The four-time world champion clocked 2:35.77 to finish just ahead of American team-mate Bode Miller while Austria's Marcel Hirscher claimed third.
It was Ligety's 10th consecutive giant slalom podium and Miller's first in the discipline in six years.
Ligety's win was set up by a blistering first run that gave him a 1.26-second advantage over the field, and he credited his unusual approach to giant slalom, which involves taking a longer line but one that allows him to accelerate out of corners more effectively.
"I ski a turn far differently than most guys," Ligety said.
"If you compare myself to my biggest competitor, Marcel Hirscher, he skis in kind of a jumpy manner. He skips the top 10 percent of his turn and lands on a clean edge, but he doesn't take the turn quite as deep, which gives the advantage of being more precise but isn't as fast, doesn't get as much rebound out of the turn.
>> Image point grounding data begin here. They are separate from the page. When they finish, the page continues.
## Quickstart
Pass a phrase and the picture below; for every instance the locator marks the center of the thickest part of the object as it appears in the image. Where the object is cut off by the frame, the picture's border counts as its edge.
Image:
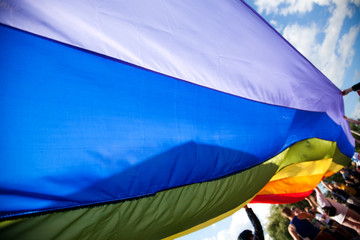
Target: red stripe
(281, 198)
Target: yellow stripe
(301, 177)
(298, 185)
(304, 169)
(208, 223)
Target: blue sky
(327, 33)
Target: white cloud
(356, 2)
(286, 7)
(335, 53)
(303, 38)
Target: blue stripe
(77, 129)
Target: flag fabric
(151, 119)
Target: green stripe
(167, 212)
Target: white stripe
(218, 44)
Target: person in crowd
(340, 231)
(258, 231)
(338, 212)
(340, 195)
(301, 228)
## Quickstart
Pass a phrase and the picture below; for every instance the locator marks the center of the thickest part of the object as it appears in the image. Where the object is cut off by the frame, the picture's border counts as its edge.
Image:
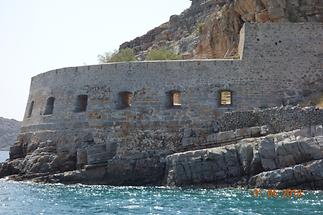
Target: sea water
(57, 199)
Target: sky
(40, 35)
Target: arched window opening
(175, 98)
(125, 99)
(225, 97)
(49, 106)
(30, 110)
(81, 103)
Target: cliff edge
(9, 130)
(210, 28)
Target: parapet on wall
(281, 63)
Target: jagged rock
(9, 129)
(274, 160)
(210, 29)
(308, 175)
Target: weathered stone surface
(210, 29)
(9, 130)
(308, 175)
(267, 158)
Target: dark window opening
(175, 98)
(30, 111)
(125, 99)
(225, 97)
(81, 103)
(49, 106)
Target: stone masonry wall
(281, 64)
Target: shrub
(118, 56)
(162, 54)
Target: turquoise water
(29, 198)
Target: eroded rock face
(281, 160)
(210, 28)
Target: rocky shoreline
(284, 160)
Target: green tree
(162, 54)
(121, 55)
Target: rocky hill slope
(210, 28)
(9, 129)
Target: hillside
(210, 28)
(9, 128)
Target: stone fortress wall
(279, 64)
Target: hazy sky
(40, 35)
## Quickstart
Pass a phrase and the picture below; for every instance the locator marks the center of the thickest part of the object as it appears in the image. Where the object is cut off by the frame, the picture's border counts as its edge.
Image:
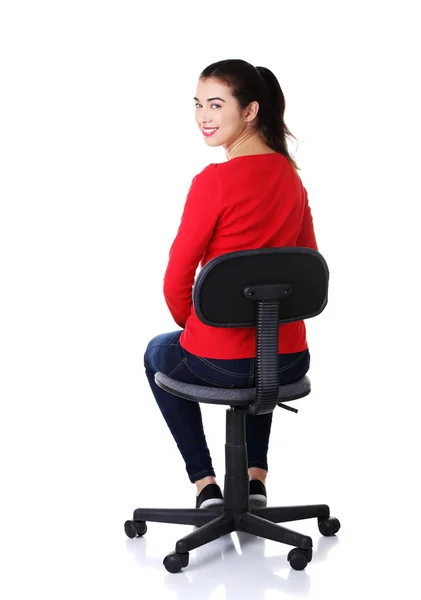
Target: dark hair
(258, 84)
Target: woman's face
(217, 108)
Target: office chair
(259, 288)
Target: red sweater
(248, 202)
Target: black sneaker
(257, 494)
(210, 495)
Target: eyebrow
(209, 99)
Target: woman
(253, 200)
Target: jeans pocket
(218, 375)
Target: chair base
(236, 514)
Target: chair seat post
(236, 490)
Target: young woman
(253, 200)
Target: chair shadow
(213, 565)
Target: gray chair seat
(232, 397)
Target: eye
(198, 104)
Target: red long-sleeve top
(248, 202)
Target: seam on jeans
(220, 369)
(158, 346)
(300, 374)
(294, 362)
(177, 367)
(212, 383)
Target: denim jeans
(184, 418)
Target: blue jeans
(184, 418)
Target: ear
(252, 110)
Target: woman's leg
(182, 416)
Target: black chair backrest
(262, 288)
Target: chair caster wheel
(135, 528)
(299, 558)
(175, 561)
(329, 526)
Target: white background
(98, 149)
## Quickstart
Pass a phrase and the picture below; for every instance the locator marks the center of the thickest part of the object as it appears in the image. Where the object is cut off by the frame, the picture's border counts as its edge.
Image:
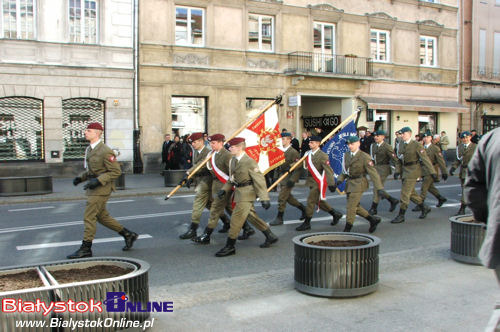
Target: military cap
(216, 137)
(352, 139)
(94, 125)
(235, 141)
(465, 133)
(195, 136)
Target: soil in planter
(22, 280)
(338, 243)
(90, 273)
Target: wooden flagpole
(276, 101)
(340, 126)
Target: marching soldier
(249, 183)
(357, 164)
(203, 180)
(436, 158)
(285, 195)
(101, 170)
(412, 154)
(381, 154)
(465, 151)
(320, 174)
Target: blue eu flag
(336, 147)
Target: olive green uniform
(285, 195)
(464, 155)
(321, 161)
(412, 158)
(203, 182)
(249, 184)
(382, 155)
(437, 160)
(101, 164)
(356, 167)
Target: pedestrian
(164, 151)
(482, 194)
(382, 155)
(411, 156)
(319, 176)
(203, 182)
(249, 183)
(437, 160)
(358, 164)
(285, 195)
(101, 170)
(464, 153)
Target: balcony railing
(309, 62)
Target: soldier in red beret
(101, 170)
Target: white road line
(28, 209)
(73, 243)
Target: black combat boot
(228, 249)
(270, 238)
(441, 201)
(425, 211)
(394, 202)
(303, 209)
(226, 222)
(400, 217)
(203, 238)
(247, 231)
(84, 251)
(461, 211)
(373, 209)
(305, 225)
(129, 237)
(278, 221)
(336, 216)
(347, 227)
(374, 221)
(191, 232)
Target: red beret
(236, 140)
(195, 136)
(95, 125)
(216, 137)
"There's a little bit of a give-and-take with that. I take the turn a lot deeper and cleaner and rounder. That gives me more rebound, especially on the new skis, to generate speed. Also I'm decelerating less, because I'm not hitting the skis hard in one spot.
"On the old skis, skipping the top 10 percent of the turn, you could get just as much rebound as arcing it fully.
"I have been working on the way I've been skiing since 2005 or so, trying to really take the turn deep and ski differently than everybody else. I thought that was the way to really separate myself."